Chodzi mi dokładnie o Janpola 55 mm, sprawnego, czystego, w pełni użytkowego. Potrzebuję w tym tygodniu, więc krótka piłka. Jest trochę tego szpeju w necie, ale często właściciele mają go w spadku i nie ma pewności co do sprawności. Dlatemu zapytowuję tutaj. I nie chodzi mi o "lepsze Aranety i Belary" tylko dokładnie Janpol Color 5,6 f=55mm. :)
Może uda się wpleść wątki kryminalne? Zobaczymy.
Do wontku kryminalnego,mialbym kandydata.Robi" cos" z niczego,lutuje przerabia rzutniki na powiekszalnik albo odwrotnie,dopasowuje... W 80-tych byl taki w tv ,co to ze sznurka i drutu rakiety robil,jakis Mark Giwera albo Giwer ale nie byl czlonkiem AT.Tak ze...

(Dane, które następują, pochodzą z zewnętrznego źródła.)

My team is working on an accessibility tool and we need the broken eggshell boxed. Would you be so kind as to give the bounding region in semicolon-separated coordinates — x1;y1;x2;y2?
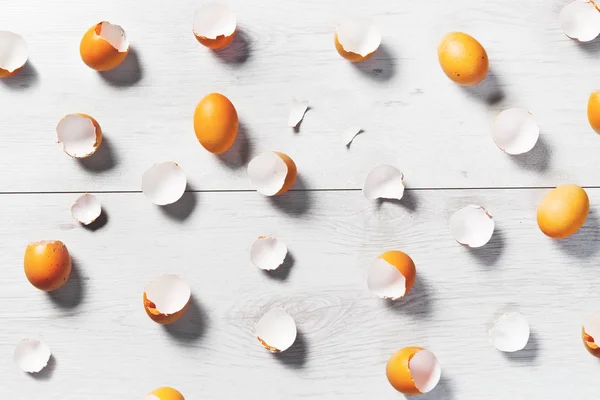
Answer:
248;151;298;196
367;250;417;300
13;339;52;374
363;164;405;200
334;17;381;62
143;274;192;325
489;312;530;353
385;347;442;395
559;0;600;42
250;236;287;271
192;3;237;50
79;21;129;71
142;161;187;206
255;307;297;353
450;204;495;248
0;31;29;78
56;113;102;158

To był ś.p. Pan Adam Słodowy. Za komuny sowieckiej mówił ludziom "zrób se sam", w domyśle chodziło o to, że przy rekordowo niskim bezrobociu przemysł socjalistyczny mógł nie dostarczyć obywatelowi np. Lampki na biurko. Dzisiaj wszystko robią Chińczycy, więc lampki już są dostępne.

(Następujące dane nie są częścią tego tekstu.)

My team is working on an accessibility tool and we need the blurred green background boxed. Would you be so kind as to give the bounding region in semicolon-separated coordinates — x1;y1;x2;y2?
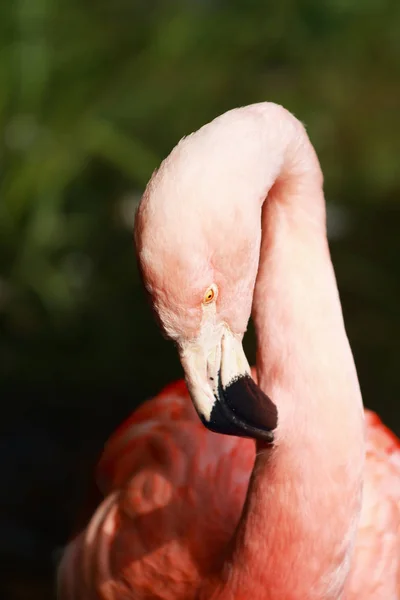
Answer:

Sowiecką odpowiedzią na Janpola i głowice subtraktywne była głowica addytywna z pomiarem i sterowaniem komputerowym. Wyobrażając sobie zasadę działania dorobiłem brakujące podzespoły i uruchomiłem całość. Fabrycznie głowica była dedykowana do Krokusa 3. Nazywało to się Optimak CF - Оптимак ЦФ. W linku użytkownik z Rygi
Powiem tak: niezła rzeźnia. Wygląda trochę jak Kurs po wydobyciu, ale rozumiem że reaktora atomowego do Krokusa sovieci nie przewidywali?
Szok! Ktoś kiedyś twierdził, że radziecka myśl techniczna była zapóźniona i toporna? :-) Ona wyprzedzała swoje czasy - Kursk został zbudowany na bazie Optimaka CF - Оптимак ЦФ ??!!
Edit: cieszę się, że Krokus przeszedł we właściwe ręce - wszyscy czekamy na pierwsze powiększenia!
A kamery ft-2 nie masz? Jak już tu dilujesz na życzenie...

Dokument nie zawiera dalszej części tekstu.